With an estimated two million Koreans channeling their inner Beyoncé each day, there is no better way to sing to the song of a local in Seoul than getting wasted and belting out some utterly embarrassing tune in the company of friends and strangers.

STARTING OFF WITH A NORAEBANG

Invented in Japan in the 1970s, karaoke traveled to Korea in the 1980s and never left. Koreans refer to karaoke as noraebang or “song room,” which is exactly where you’ll be going with your falsetto-fabulous Korean friends in Seoul. A private room designed for you to pretend like you’re on an arena stage in front of five to thirty of your new besties, noraebangs are everywhere in Seoul and easy to spot even if you don’t read Korean: just look for a neon sign with a microphone or musical symbol.

NAME THAT TUNE

After a long binge out on the town, head to a noraebang, where you can sing your heart out until someone’s ears bleed. The monster songbooks are normally filled with thousands of songs in Korean and English (a few German songs might be thrown in there, too). This is the time to drop your inhibitions and embrace your pop princess. Don’t fret if you need backup; most rooms are equipped with two microphones. If you really get into the groove, pick up one of the tambourines that come with most rooms and add a little jangle to your jingle. Copious amounts of soju (and snacks) are brought to the room and they keep liquid courage on tap so you can squeal and shimmy until sunrise.
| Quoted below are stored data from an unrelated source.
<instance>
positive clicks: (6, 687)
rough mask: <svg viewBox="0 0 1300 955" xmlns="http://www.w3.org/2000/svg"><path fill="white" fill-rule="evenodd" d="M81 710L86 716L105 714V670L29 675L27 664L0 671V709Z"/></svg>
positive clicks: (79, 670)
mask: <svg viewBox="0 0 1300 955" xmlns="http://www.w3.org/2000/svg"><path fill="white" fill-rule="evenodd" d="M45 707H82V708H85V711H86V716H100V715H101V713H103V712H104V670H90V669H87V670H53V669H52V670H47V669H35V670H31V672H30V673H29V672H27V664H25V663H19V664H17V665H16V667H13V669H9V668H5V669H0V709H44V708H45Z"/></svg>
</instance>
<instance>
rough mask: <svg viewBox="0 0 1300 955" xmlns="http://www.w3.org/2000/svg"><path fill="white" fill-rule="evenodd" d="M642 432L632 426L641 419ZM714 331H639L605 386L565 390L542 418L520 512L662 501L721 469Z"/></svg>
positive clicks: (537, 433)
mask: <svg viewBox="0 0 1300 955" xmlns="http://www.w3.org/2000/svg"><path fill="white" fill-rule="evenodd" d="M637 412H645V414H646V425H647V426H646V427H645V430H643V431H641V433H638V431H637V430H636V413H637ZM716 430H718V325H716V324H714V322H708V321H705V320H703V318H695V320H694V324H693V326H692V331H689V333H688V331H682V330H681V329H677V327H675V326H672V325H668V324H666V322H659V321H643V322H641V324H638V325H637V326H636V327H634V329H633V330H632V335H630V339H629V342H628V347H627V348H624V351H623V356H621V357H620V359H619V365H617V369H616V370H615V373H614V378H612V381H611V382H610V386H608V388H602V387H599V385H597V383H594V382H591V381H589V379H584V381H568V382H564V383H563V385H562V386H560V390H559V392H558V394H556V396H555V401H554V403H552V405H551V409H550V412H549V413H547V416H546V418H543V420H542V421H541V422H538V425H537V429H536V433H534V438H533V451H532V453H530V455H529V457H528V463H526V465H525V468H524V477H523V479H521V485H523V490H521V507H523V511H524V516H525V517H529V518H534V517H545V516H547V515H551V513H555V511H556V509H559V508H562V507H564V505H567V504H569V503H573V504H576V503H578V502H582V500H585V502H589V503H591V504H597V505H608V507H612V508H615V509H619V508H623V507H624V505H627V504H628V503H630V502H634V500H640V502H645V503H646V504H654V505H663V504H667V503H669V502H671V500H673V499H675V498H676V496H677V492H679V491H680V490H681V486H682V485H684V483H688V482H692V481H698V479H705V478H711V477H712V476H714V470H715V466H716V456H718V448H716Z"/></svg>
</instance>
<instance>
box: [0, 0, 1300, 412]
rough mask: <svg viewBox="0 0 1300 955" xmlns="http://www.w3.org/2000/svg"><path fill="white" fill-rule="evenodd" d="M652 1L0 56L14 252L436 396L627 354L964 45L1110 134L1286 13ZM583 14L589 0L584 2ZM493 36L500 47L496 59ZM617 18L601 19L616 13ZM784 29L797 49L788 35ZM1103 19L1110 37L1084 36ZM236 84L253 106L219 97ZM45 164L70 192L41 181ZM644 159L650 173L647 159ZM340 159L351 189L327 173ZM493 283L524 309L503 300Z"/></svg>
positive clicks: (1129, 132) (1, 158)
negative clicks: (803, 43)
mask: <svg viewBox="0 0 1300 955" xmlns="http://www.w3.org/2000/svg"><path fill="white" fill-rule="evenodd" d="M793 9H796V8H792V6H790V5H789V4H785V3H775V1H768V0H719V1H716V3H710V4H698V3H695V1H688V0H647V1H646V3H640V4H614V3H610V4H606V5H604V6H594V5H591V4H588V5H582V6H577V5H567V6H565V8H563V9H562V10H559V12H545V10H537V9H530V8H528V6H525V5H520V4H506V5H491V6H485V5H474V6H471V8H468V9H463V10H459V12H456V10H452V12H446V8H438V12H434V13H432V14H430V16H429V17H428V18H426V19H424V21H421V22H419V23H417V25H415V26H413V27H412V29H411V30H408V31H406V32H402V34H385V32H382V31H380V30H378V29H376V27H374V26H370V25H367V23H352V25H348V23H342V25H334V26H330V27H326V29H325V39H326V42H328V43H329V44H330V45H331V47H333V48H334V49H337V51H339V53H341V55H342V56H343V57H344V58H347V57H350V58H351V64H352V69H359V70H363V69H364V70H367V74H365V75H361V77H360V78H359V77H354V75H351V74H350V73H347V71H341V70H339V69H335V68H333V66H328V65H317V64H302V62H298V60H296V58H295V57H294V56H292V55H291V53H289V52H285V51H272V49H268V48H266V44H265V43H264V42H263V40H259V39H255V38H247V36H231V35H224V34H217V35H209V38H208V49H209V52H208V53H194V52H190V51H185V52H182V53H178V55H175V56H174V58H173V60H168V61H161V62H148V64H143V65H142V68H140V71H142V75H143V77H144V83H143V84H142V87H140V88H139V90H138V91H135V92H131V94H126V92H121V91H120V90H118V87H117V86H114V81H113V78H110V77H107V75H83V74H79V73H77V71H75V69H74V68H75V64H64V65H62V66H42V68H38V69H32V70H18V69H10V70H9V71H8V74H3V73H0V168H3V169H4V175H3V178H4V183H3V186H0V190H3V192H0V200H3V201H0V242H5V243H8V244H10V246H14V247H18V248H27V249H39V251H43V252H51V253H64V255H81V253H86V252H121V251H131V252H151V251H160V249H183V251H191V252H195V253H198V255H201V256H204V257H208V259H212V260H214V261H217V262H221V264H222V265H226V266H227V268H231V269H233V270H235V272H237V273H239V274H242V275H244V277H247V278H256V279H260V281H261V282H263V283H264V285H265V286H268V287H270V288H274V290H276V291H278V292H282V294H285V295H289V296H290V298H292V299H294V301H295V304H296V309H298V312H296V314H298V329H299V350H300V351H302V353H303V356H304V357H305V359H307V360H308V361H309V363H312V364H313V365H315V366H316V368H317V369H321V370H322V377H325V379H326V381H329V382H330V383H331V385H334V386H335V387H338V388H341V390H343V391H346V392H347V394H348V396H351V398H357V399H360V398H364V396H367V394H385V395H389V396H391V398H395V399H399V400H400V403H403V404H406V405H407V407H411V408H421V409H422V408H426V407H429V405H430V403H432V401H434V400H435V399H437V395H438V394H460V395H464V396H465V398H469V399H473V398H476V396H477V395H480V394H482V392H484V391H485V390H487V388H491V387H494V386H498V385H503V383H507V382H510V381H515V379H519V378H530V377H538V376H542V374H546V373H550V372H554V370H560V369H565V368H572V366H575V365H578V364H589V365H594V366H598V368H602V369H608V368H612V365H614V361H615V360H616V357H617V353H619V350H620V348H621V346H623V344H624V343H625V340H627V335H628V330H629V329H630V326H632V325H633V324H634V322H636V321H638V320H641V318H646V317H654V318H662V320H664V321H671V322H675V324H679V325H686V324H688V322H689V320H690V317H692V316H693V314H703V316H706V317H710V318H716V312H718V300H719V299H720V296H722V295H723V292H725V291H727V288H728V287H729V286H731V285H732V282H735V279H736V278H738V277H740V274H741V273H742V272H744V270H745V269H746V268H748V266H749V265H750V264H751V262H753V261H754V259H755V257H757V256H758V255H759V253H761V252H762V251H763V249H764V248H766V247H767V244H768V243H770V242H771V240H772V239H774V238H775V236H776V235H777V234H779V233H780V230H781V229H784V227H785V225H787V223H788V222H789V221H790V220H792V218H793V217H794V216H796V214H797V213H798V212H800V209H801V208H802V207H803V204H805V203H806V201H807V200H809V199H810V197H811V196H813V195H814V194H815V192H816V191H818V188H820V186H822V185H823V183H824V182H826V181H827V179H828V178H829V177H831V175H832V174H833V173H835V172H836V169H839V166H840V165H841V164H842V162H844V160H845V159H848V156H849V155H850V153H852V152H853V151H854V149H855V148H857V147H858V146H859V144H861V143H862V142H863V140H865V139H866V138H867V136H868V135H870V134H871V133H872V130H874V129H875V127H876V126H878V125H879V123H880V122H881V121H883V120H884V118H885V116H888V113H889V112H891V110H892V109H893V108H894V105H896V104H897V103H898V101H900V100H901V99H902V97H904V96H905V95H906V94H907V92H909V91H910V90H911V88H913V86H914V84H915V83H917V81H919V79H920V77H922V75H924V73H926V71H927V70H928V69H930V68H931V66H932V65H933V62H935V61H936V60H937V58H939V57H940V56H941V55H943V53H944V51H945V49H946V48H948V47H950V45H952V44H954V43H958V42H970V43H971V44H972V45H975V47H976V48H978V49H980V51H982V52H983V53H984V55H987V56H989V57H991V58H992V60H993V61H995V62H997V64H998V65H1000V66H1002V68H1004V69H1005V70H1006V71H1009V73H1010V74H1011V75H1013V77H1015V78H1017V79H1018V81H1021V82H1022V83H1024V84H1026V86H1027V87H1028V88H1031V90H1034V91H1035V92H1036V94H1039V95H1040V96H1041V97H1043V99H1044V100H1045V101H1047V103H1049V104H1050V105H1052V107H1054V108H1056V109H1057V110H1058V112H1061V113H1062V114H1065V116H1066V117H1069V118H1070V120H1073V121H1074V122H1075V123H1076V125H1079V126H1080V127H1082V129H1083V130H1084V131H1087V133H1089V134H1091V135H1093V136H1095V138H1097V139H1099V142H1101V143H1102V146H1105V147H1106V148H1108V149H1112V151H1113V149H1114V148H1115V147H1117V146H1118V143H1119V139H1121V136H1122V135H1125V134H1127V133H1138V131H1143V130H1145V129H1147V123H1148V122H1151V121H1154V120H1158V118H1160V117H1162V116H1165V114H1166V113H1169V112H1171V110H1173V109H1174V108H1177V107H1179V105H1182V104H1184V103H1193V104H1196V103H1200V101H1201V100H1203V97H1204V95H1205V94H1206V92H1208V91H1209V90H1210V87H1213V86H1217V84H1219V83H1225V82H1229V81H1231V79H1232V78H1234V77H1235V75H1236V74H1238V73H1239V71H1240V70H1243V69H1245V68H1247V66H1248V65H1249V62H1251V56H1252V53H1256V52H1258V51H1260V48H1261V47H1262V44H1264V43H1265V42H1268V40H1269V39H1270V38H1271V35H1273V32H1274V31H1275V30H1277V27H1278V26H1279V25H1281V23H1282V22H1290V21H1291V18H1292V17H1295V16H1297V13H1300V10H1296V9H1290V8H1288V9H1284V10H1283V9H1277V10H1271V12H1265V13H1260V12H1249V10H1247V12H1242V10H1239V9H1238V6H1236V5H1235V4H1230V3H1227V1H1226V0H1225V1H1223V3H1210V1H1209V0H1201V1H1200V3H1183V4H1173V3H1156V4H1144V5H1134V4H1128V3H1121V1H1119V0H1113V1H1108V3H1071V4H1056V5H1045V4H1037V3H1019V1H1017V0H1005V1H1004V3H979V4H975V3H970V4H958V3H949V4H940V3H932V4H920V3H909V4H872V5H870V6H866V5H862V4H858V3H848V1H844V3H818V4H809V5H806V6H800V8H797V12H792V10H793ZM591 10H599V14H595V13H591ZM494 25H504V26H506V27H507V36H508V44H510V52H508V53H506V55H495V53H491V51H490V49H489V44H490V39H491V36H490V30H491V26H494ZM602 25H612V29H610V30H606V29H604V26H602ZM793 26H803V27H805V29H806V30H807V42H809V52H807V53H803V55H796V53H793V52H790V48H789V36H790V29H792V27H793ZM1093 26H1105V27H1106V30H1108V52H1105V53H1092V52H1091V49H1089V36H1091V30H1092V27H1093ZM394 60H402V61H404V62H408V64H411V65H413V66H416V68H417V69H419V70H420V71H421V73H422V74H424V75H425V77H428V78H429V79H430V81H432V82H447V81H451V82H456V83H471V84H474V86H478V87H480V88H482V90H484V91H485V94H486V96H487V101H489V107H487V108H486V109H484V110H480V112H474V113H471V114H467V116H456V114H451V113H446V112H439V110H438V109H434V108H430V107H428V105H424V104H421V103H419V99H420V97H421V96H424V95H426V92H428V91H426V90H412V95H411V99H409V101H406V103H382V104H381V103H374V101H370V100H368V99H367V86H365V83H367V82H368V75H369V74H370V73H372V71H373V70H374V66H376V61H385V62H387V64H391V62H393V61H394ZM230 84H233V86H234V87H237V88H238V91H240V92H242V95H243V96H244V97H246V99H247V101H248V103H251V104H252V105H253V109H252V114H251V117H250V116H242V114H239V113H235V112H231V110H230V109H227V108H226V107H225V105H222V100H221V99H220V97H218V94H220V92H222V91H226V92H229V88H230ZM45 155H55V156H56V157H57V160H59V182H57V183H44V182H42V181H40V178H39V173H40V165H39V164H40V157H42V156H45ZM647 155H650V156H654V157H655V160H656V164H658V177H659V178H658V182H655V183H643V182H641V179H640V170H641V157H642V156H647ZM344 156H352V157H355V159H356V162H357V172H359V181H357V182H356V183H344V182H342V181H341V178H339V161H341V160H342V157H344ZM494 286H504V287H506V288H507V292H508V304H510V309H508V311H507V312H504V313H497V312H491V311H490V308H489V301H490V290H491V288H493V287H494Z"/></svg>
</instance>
WE ALL SCREAM FOR NORAEBANG

Each noraebang in Seoul is an opportunity to enter a unique, themed wonder-world of amateur song. If you really want to go out with a bang, hit up Luxury, a noraebang in Hongdae, which looks like a ginormous, neon dollhouse. If singing in Barbie’s dream house isn’t enough, Luxury offers free ice cream! Feeling furry? The noraebang History001 near Konkuk University gives you an opportunity to wear animal costumes while singing. They also offer free ice cream! You scream, I scream—just try not to scream in the microphone.

JUST SOJU KNOW

Russians have vodka, Americans have Budweiser, and Koreans have soju. The most popular spirit in Korea has been getting peeps in the party mood since the thir-theenth century.

Traditionally distilled from rice, nowadays soju is often combined with another grain—like wheat or barley—and even comes in fruity flavors like apple. It’s most commonly enjoyed in large groups with food. Remember to mind your soju manners, kids: two hands are better than one when offering, accepting, and drinking; and your hands should never pour your own glass—out of respect, let someone else do the dirty work.